Şu anda yaşadığımız durumu bir kitaptan küçük bir alıntıyla farkında olmamızı sağlamak istiyorum. “Bin yıl geçmişe yolculuk yapsaydık, oradan bir bebeği kaçırıp onu bugünün dünyasına getirseydik, o çocuk bizlerden farklı olmazdı. Ayırt edemezdik. Ancak aynı zaman makinesine atlayıp, geleceğe bin yıl gitseydik, oradan getireceğimiz bebek mevcut standartlarımıza göre genetik bir süper insan olurdu. Diğer çocuklardan daha güçlü ve zeki, birçok hastalığa dirençli, daha uzun ömürlü olurdu. Sadece çok gelişmiş bir insan olmakla kalmazdı. Süper keskin duyusal algılara sahip, mesela çok iyi koku alan, ya da karanlıkta çok iyi görebilen bazı hayvanların sahip olduğu genetik özelliklere de sahip olurdu. Daha da ileri gidelim. İnsan veya hayvan dünyasında henüz bilinmeyen, ancak tüm yaşamın büyük çeşitliliğine yol açan aynı biyolojik yapı taşlarından yapılmış yeni özellikler bile taşıyabilirdi.”

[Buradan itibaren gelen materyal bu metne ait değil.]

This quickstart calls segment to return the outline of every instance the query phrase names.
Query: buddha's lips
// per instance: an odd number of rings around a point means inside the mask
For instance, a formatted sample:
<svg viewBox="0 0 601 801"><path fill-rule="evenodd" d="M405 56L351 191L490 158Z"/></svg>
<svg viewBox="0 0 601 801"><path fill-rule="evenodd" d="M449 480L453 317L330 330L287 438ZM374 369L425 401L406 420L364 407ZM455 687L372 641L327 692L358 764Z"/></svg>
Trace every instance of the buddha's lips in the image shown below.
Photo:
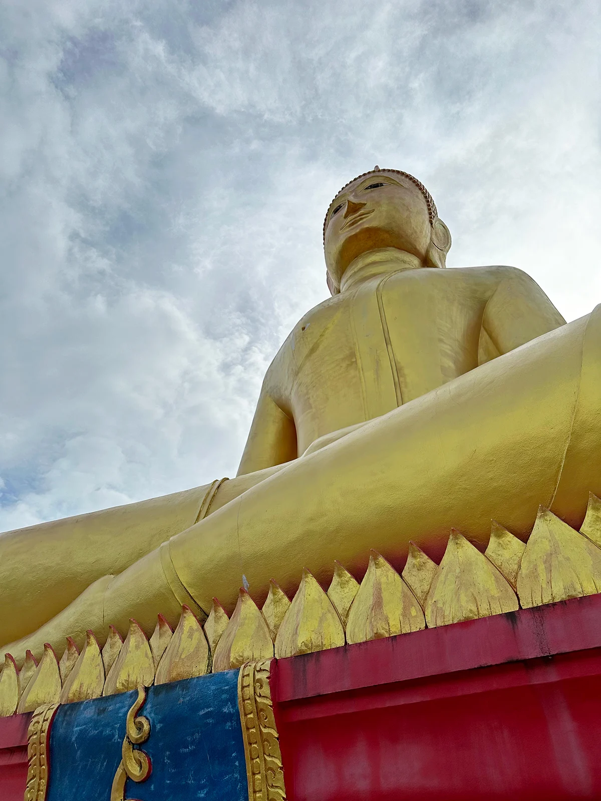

Bu 1000 yıl sonra dünyaya gelecek bir bebeğin sahip olduğu özellikleri hakkında tahmin yapan bu kitabın piyasaya sürüldüğü geçen yıl ne oldu dersiniz? Çin’de bazı hastalıklara karşı dirençli olarak ‘’tasarlanmış’’ bebekler ‘’yapıldı’’ desek yeridir. Her ne kadar bu işi yapan doktor hapse atılsa da bu iş burada bitecek gibi durmuyor. Artık insanoğlu bu kapıdaki aralığı gördü ve açmaktan da çekineceklerini düşünmüyorum. Çekinilmesi gerekir mi gerekmez mi bu da etik açıdan tartışılacak bir konu fakat tedavi edebileceği hastalıklar olduğunu da es geçemeyiz. Bu da bir gerçek.

Peki bu teknik nasıl işliyor? İki tane molekülümüz var: Cas9 ve Guide RNA. Makas ve yarım fermuar olarak düşünebiliriz. Cas9 DNA’yı kesebilen bir protein. Guide yani rehber RNA ise hedeflenen DNA’yla uyuşan bir dizilime sahip. Bu alfabede A T ile G de C ile eşleşiyor demiştik hatırlarsanız. Eğer DNA’daki CAATACA kelimesini değiştirmek istiyorsak GTTATGT olarak dizilmiş bir Guide RNA kullanıyoruz.  O da başlıyor fermuarda bu dizilime uygun yeri aramaya. Yanında da Cas9’u götürüyor. Bulunca önce fermuarı açıyor, sonra Guide RNA’yı yerleştiriyor ve en sonunda da makasla kesiyor. İşte tam bu noktada bilim insanları kesilen yerdeki geni silebiliyor, ya da yerine yeni bir DNA sekansı yerleştirebiliyor. 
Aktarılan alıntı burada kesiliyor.